By Lucy Raitano
LONDON (Reuters) - Sterling held at a three-month low against a stronger dollar on Thursday, as traders focused on dovish signals from the Bank of England and moderating corporate inflation expectations.
The dollar firmed on Thursday after U.S. jobless claims hit their lowest level since February, moving in the opposite direction to economists' forecasts and raising expectations for higher U.S. rates for longer. Sterling softened versus the dollar as a result.
"In the UK we also had Bailey's comments yesterday which were quite dovish, at least on the surface, and this means that sterling was coming into today's session with weak momentum," said Francesco Pesole, FX strategist at ING.
At 1357 GMT, the pound was down 0.4% against the "dollar at $1.2458, at its lowest since June 9. The pound was 0.1% lower against the euro at 85.86 pence.

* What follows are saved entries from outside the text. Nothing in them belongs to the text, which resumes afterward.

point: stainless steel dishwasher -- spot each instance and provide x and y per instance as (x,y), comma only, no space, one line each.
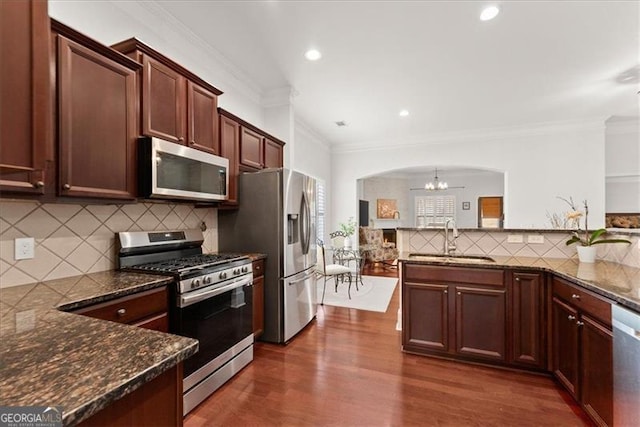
(626,367)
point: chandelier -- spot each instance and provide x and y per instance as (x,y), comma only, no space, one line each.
(436,184)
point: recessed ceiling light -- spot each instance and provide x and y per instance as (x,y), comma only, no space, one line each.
(489,12)
(313,55)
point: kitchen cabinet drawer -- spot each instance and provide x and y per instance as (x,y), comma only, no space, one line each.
(473,276)
(583,300)
(130,309)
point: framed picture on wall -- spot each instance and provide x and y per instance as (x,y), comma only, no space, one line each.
(387,208)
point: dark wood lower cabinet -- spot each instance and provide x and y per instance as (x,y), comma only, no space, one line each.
(582,349)
(156,403)
(430,329)
(526,319)
(258,298)
(596,371)
(565,346)
(481,322)
(454,319)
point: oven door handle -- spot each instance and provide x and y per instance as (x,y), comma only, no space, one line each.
(187,300)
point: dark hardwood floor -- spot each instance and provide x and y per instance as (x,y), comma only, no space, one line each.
(346,368)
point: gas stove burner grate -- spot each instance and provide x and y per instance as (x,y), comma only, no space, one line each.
(181,265)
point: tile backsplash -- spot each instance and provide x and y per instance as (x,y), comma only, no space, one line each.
(494,243)
(73,239)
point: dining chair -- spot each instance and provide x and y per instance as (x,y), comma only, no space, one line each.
(336,271)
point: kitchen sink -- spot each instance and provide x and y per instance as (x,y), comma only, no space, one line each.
(479,259)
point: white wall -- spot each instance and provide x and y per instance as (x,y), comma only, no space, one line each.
(311,156)
(622,165)
(540,163)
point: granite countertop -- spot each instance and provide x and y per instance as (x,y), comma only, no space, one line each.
(618,282)
(52,358)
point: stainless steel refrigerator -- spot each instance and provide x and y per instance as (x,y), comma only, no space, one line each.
(277,216)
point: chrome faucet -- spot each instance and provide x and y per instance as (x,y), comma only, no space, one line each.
(450,246)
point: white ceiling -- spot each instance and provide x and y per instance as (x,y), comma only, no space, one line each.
(537,62)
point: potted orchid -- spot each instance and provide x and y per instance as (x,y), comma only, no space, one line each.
(348,228)
(585,239)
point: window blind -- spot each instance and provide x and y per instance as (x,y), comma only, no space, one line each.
(433,211)
(320,205)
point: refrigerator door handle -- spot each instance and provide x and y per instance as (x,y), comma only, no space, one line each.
(305,224)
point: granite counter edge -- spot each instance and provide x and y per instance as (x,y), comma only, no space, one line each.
(619,299)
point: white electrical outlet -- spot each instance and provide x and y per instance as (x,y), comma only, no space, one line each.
(24,248)
(535,238)
(515,238)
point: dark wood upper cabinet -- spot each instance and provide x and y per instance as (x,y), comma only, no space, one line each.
(25,104)
(97,121)
(272,154)
(229,147)
(527,319)
(177,105)
(202,119)
(163,101)
(251,148)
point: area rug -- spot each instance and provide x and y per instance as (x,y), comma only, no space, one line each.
(373,296)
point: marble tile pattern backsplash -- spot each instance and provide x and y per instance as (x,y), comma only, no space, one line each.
(73,239)
(494,243)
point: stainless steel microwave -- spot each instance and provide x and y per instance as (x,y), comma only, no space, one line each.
(171,171)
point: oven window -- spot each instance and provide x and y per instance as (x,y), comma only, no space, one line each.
(184,174)
(218,323)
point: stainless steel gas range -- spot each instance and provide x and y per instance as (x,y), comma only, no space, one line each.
(211,301)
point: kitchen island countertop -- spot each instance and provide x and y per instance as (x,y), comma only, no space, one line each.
(618,282)
(52,358)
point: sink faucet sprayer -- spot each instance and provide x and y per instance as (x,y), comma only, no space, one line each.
(450,247)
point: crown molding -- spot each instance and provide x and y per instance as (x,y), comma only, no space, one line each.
(478,135)
(238,78)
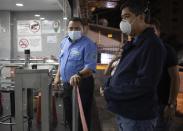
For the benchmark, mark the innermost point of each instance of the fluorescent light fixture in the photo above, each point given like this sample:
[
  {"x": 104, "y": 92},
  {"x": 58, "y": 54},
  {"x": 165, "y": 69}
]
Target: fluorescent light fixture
[
  {"x": 65, "y": 18},
  {"x": 37, "y": 15},
  {"x": 19, "y": 4}
]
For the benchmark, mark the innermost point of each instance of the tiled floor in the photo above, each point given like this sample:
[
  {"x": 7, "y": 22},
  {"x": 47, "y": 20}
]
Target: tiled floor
[{"x": 106, "y": 118}]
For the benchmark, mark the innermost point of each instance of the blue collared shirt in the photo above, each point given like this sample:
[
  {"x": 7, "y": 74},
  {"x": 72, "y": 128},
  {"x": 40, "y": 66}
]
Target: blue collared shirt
[{"x": 76, "y": 56}]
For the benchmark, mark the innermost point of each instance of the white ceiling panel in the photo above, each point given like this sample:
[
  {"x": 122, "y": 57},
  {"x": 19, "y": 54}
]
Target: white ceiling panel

Bank of England Governor Andrew Bailey said on Wednesday that the bank is "much nearer" to ending its run of interest rate increases but borrowing costs might still have further to rise because of stubborn inflation pressures.
Interest rate hike expectations were further tempered on Thursday after a Bank of England (BoE) survey showed UK businesses are planning their lowest price rises since Feb 2022, and expect to raise prices over the coming year by less than they had planned previously. The survey will offer some reassurance to policymakers that inflation is on course to return to target.
"It's not normally a survey that the BoE follows too closely however when you compound it with what we've been hearing from BoE speakers recently - which is arguably been quite dovish compared to what the data suggested previously - then obviously the market have scaled back rate expectations," said Pesole.
Traders are now placing a 75% chance of a 25 bps hike at the central bank's next policy meeting on Sept. 21.
Elsewhere, mortgage lender Halifax said on Thursday that British house prices have fallen at the fastest pace since 2009 over the past year, reflecting the increasing impact of higher interest rates.